Muito mais se poderia dizer sobre a lei, pois a transposição da Directiva tem sido, nos diversos Estados da UE, tudo menos pacífica; encontra-se pejada de normas complexas e de conceitos vagos e indeterminados, ao ponto de alguns defenderem que até a simples aplicação de uma regra de não sujeição ou de um benefício fiscal fica sujeita a comunicação. Por outras palavras, há por cá quem entenda que mesmo o simples cumprimento da lei terá de ser comunicado, desde que daí resulte um desvio à tributação-regra — o que revelará, afinal, a verdadeira intenção do nosso legislador: controlar tudo o que mexa.

Mas o que verdadeiramente preocupa e importa, de um ponto de vista lusitano, é o facto de estarmos perante a criação de mais uma ferramenta que permitirá à AT, se a deixarmos com o freio nos dentes, devassar ainda mais os comportamentos dos cidadãos e das empresas e, como brinde, tentar garimpar mais receita.

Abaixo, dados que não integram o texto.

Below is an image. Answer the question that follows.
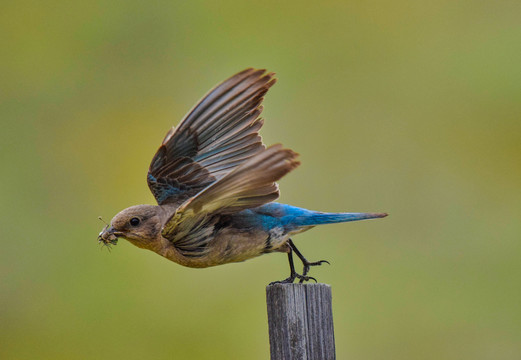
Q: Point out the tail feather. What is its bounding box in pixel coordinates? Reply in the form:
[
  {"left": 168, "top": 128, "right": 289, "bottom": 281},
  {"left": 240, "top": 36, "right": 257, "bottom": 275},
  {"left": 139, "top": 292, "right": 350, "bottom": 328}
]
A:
[{"left": 292, "top": 212, "right": 387, "bottom": 226}]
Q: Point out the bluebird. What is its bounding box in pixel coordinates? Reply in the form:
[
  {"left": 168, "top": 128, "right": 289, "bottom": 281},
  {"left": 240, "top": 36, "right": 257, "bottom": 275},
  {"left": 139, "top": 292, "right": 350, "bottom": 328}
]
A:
[{"left": 98, "top": 68, "right": 387, "bottom": 283}]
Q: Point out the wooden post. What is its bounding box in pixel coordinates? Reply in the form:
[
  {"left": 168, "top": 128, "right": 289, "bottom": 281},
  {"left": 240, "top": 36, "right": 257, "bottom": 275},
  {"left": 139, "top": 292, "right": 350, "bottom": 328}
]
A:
[{"left": 266, "top": 284, "right": 335, "bottom": 360}]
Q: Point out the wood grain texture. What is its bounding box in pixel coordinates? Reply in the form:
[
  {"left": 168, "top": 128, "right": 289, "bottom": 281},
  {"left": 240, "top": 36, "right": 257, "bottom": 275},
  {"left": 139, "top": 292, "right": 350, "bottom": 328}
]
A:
[{"left": 266, "top": 284, "right": 335, "bottom": 360}]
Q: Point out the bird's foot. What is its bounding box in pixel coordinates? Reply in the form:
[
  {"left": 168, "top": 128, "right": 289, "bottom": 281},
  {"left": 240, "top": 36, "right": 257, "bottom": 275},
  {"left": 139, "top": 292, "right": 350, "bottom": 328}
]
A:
[
  {"left": 270, "top": 272, "right": 320, "bottom": 285},
  {"left": 301, "top": 259, "right": 331, "bottom": 282}
]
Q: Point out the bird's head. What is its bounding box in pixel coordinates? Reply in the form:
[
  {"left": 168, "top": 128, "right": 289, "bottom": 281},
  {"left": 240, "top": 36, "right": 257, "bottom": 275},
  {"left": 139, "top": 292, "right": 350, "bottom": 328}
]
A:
[{"left": 98, "top": 205, "right": 162, "bottom": 249}]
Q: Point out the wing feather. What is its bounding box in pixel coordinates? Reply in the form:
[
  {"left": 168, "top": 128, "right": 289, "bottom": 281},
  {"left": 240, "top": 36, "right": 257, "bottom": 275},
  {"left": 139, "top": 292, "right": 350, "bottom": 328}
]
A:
[{"left": 147, "top": 68, "right": 276, "bottom": 205}]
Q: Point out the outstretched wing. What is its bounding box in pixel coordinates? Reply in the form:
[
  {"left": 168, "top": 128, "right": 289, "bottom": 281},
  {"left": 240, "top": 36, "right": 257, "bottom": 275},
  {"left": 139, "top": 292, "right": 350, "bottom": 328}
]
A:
[
  {"left": 147, "top": 68, "right": 276, "bottom": 205},
  {"left": 162, "top": 144, "right": 300, "bottom": 257}
]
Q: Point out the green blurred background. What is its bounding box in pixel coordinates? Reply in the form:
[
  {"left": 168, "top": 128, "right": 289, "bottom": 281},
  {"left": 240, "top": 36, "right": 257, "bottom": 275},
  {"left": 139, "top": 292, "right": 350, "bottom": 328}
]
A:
[{"left": 0, "top": 0, "right": 521, "bottom": 359}]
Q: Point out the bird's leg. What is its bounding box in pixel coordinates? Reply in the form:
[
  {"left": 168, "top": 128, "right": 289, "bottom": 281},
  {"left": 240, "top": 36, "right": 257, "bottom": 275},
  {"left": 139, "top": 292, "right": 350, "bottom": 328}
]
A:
[
  {"left": 270, "top": 239, "right": 322, "bottom": 285},
  {"left": 288, "top": 239, "right": 329, "bottom": 283}
]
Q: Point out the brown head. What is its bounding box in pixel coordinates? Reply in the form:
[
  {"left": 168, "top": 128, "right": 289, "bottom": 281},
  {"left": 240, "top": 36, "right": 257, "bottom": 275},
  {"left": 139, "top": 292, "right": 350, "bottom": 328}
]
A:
[{"left": 98, "top": 205, "right": 162, "bottom": 249}]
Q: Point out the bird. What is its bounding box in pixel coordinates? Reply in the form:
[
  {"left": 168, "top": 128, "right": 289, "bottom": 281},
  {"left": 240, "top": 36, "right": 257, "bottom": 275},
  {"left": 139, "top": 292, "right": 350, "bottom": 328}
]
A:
[{"left": 98, "top": 68, "right": 387, "bottom": 283}]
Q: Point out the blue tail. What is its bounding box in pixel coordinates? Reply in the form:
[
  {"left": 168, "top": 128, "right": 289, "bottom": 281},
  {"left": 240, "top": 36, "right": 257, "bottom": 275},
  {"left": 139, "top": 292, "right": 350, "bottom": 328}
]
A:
[
  {"left": 255, "top": 203, "right": 387, "bottom": 230},
  {"left": 291, "top": 211, "right": 387, "bottom": 226}
]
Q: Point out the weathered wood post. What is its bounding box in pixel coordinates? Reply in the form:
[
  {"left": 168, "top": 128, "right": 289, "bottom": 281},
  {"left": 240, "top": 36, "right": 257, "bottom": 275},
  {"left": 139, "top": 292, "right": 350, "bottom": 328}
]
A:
[{"left": 266, "top": 284, "right": 335, "bottom": 360}]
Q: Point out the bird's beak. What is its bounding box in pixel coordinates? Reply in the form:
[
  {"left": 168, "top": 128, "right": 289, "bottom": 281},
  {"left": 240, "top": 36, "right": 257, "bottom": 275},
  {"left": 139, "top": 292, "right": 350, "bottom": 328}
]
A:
[{"left": 98, "top": 225, "right": 118, "bottom": 245}]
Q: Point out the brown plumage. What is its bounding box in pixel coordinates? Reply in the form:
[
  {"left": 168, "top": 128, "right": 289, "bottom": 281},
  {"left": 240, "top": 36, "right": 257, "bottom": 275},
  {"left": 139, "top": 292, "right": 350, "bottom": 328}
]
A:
[{"left": 98, "top": 68, "right": 385, "bottom": 281}]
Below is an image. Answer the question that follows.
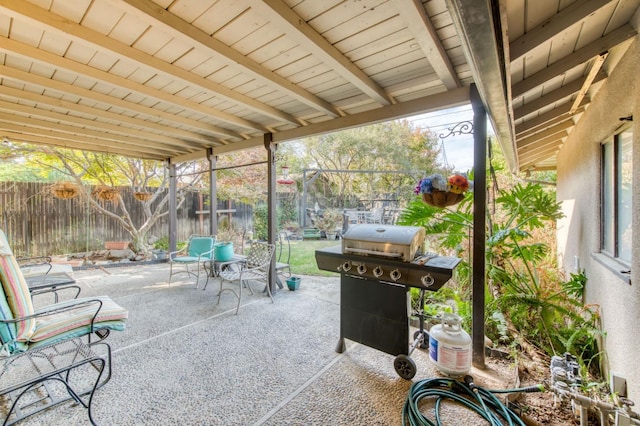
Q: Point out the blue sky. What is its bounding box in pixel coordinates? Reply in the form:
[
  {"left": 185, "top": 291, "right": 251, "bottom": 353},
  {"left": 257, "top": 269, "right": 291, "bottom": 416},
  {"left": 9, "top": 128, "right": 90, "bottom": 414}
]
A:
[{"left": 407, "top": 105, "right": 473, "bottom": 172}]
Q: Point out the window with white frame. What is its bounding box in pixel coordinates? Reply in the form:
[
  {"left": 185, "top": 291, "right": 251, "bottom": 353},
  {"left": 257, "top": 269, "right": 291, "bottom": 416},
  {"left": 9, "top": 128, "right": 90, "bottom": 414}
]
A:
[{"left": 601, "top": 129, "right": 633, "bottom": 265}]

Mesmo que, para tanto, sejam atropelados princípios constitucionais básicos.

Lamenta-se, pois, que as dúvidas do Sr. Presidente da República, manifestadas aquando da promulgação da lei, não o tivessem levado a exigir ao Governo um pouco mais de tino e moderação; ter-se-ia seguramente evitado a tempestade de disparate que se anuncia.

Porque não o fez? Não tenho ideia, mas atrevo-me a sugerir que, mesmo ao mais ilustre dos constitucionalistas, pode faltar a sensibilidade de um Advogado para ousar a defesa dos direitos fundamentais dos cidadãos. Ousadia que, estou seguro, não faltará aos meus colegas.